De acordo com Sarmento Govene o álcool tem uma diversidade de componentes químicos. Em contrapartida, o nosso corpo também produz componentes químicos que quando activados garantem a sensação de bem-estar. Quando a pessoa consome álcool a intenção é aliviar aquilo que tem como tensão.“Por exemplo tem gente que consome álcool para aliviar problemas sociais e convencem-se disso. E o que vai acontecendo neste processo é que ao ingerir o álcool activa-se os componentes químicos que por sua vez vão alterar o metabolismo normal dos seus componentes. Com o tempo, este processo faz com que a necessidade para o nível de bem-estar aumente.

Celebridades e o drama do alcoolismo

A dependência ao álcool não escolhe nem cor de pele e nem estrato social. Prova disso são os casos registados de figuras internacionalmente conhecidas que experimentaram momentos amargos das suas vidas e algumas encurtaram as suas vidas por causa deste mal. 

Só para citar alguns exemplos, nos Estados Unidos, Paris Jackson, de 17 anos, filha do reconhecido e eterno ícone da música pop, Michael Jackson, admitiu recentemente nas redes sociais ser alcoólatra e declarou que no momento luta para abandonar o vício participando nos encontros dos Alcoólatras Anónimos.

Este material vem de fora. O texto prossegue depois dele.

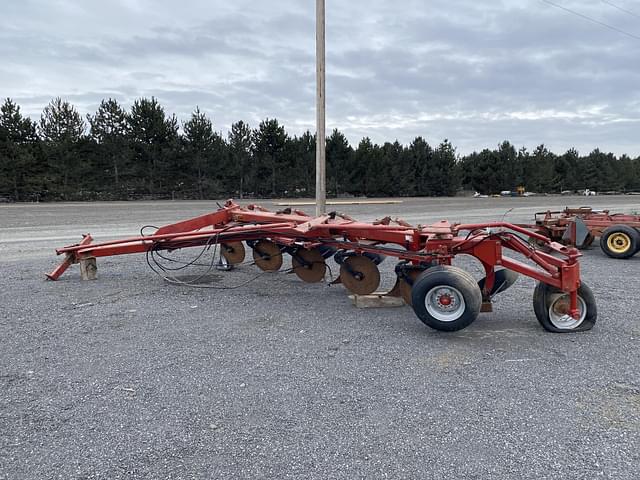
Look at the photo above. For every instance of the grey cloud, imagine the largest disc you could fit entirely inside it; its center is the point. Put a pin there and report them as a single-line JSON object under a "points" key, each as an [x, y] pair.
{"points": [[473, 72]]}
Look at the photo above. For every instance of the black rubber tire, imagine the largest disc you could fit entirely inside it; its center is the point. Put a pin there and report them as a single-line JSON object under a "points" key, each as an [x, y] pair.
{"points": [[631, 233], [541, 299], [446, 276]]}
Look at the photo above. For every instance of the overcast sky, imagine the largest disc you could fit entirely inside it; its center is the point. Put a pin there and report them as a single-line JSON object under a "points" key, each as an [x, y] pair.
{"points": [[473, 72]]}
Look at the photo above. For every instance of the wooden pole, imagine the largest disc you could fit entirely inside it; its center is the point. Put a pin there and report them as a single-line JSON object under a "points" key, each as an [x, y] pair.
{"points": [[321, 181]]}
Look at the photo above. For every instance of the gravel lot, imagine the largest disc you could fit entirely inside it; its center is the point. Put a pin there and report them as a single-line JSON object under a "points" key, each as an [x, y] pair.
{"points": [[129, 377]]}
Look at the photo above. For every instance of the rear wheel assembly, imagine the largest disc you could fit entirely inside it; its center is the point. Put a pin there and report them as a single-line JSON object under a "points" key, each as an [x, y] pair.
{"points": [[446, 298], [620, 241], [551, 306]]}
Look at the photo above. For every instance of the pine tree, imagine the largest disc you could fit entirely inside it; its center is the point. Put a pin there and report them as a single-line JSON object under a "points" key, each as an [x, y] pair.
{"points": [[62, 128]]}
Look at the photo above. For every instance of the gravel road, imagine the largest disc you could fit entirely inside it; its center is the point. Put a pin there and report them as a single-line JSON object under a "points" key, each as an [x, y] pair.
{"points": [[129, 377]]}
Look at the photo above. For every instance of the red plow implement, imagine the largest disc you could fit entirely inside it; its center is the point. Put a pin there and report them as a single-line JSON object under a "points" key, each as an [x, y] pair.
{"points": [[444, 297], [619, 233]]}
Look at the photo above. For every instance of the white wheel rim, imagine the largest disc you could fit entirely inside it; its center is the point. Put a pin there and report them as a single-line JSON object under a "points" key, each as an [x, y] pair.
{"points": [[445, 303], [557, 308]]}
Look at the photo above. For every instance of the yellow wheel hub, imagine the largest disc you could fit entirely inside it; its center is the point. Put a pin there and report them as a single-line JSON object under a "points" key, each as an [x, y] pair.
{"points": [[619, 242]]}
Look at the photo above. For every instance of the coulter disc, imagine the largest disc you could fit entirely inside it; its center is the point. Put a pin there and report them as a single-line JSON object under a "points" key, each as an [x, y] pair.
{"points": [[267, 256], [360, 275], [309, 265], [233, 252]]}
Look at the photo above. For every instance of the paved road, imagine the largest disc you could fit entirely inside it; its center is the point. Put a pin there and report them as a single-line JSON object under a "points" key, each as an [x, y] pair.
{"points": [[128, 377]]}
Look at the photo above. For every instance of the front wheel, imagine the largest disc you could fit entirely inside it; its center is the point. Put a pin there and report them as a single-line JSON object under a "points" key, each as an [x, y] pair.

O actor Daniel Radcliffe, que interpretou o papel de Harry Potter nos cinemas, também admitiu, em 2014, ter problemas com álcool, tendo apontado para a pressão e a expectativa de seguir a carreira depois do fim da saga (Harry Potter) como justificativa para mergulhar no problema. Ele lutou e parou de consumir em 2010. Outra estória não menos triste foi da reconhecida cantora Amy Winehouse que, com 27 anos de idade, foi encontrada morta no seu apartamento em Londres entre garrafas vazias de bebida. O laudo médico confirmou a intoxicação por álcool.